On the hit series "Glee," Lea Michele plays Rachel Berry, a plucky high-school sophomore whose Broadway-caliber singing voice affords her little protection from the dismissive eyes of her cool-kid classmates. Not unlike a pimply-faced Dungeons & Dragons master, Rachel's prestige within McKinley High's glee club works in inverse proportion to her popularity at school.
Thursday night at the Gibson Amphitheatre, where the cast of the music-heavy "Glee" performed the first of four live concerts there, Michele needed guarding just like her fictional alter ego. But as the actress strolled through the audience belting out "Don't Rain on My Parade," it wasn't bullies and bimbos her security retinue was keeping at arm's length; rather, it was frenzied "Glee" fans desperate for a close-up glimpse of this rising star.
In case the wall-to-wall media coverage hadn't already alerted you, television's ugly ducklings have become real-world swans, and Thursday's 70-minute performance had the triumphant, sometimes self-satisfied feel of a victory lap.
Much of "Glee's" success stems from the painfully precise way it captures an outsider's sensibility; at their most inventive, the show's musical numbers both embody and contravene its characters' anxieties and aspirations. At the Gibson, though, in front of a wildly enthusiastic crowd of supporters, the cast seemed less interested in psychological complexity than in old-fashioned showbiz razzmatazz.
And, hey, why not? Mercifully proceeding free of a tortured "Mamma Mia!"-style narrative, "Glee Live! In Concert" presented a series of songs pulled from throughout the show's first season, which concludes June 8 on Fox. Interstitial video bits featuring Matthew Morrison and Jane Lynch, who play "Glee's" principal adult characters, provided some plot-line pointers for the uninitiated (if indeed there were any in attendance Thursday). But mostly this was a celebration of the music that provides the show's pulse.
As performed by the singers and a five-piece band (as well as what sounded like several prerecorded backing tracks), that music obeyed no genre rules, mixing 1980s arena rock ("Don't Stop Believin' " and "Any Way You Want It," both by Journey), show tunes ("Defying Gravity," from "Wicked"), recent Top 40 pop ( Kelly Clarkson's "My Life Would Suck Without You," Lady Gaga's "Bad Romance") and the odd bit of old-school vocal jazz ("The Lady Is a Tramp").
Nor did the routines hail from one performative sphere: During "Bust Your Windows," for example, a crew of bikini-topped cheerleaders reenacted familiar video-vixen moves as Amber Riley (who plays the show's Mercedes Jones) delivered Jazmine Sullivan's R&B revenge anthem. Later, Kevin McHale did Billy Idol's "Dancing With Myself" while seated in the wheelchair that his character, Artie Abrams, occupies.

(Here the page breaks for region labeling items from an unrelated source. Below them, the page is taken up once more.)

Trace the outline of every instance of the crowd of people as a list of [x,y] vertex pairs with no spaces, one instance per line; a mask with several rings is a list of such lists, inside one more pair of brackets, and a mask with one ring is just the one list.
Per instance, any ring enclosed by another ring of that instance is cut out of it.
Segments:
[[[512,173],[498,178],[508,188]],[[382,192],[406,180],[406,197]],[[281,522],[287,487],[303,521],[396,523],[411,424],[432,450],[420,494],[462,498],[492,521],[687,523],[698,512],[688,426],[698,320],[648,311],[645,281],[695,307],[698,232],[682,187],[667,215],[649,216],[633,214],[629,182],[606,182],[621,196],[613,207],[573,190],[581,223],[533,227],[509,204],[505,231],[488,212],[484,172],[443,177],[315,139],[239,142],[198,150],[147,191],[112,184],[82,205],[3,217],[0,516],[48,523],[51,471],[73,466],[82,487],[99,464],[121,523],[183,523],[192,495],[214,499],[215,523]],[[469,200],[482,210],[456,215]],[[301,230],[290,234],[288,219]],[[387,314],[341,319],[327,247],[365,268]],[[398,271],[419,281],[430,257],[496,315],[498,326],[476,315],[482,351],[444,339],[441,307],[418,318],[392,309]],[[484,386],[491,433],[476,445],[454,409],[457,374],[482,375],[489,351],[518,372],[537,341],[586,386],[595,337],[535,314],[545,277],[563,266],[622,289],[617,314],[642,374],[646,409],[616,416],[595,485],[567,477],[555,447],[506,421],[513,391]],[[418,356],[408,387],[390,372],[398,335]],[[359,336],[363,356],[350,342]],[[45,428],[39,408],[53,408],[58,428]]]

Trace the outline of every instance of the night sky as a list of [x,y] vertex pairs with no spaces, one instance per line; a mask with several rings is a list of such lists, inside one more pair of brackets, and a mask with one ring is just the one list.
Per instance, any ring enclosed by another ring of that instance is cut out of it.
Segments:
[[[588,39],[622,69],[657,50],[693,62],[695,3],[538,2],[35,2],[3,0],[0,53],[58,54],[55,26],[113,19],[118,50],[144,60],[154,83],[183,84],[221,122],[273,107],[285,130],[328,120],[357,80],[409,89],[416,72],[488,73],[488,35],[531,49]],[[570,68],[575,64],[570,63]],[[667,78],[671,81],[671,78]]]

Where the former appeared to take place in a realm beyond the stage, the latter made do with McHale's immediate surroundings.
Most impressively Thursday, Michele and Chris Colfer (who plays Kurt Hummel) blurred those two approaches in a gloriously gender-bending version of "Defying Gravity" from the musical Wicked. The staging was straightforward: two singers facing each other singing a duet. Yet as their voices mingled seamlessly, one virtually indistinguishable from the other, the performance revealed a message that got at the core of "Glee's" runaway appeal: Great songs offer a refuge for those moments when real life doesn't feel big enough; they enable us to be whoever we envision ourselves to be.
In the middle of a night defined by flash-pot visuals and fist-pumping choruses, these two young pros offered something unexpected: a reminder of life before stardom.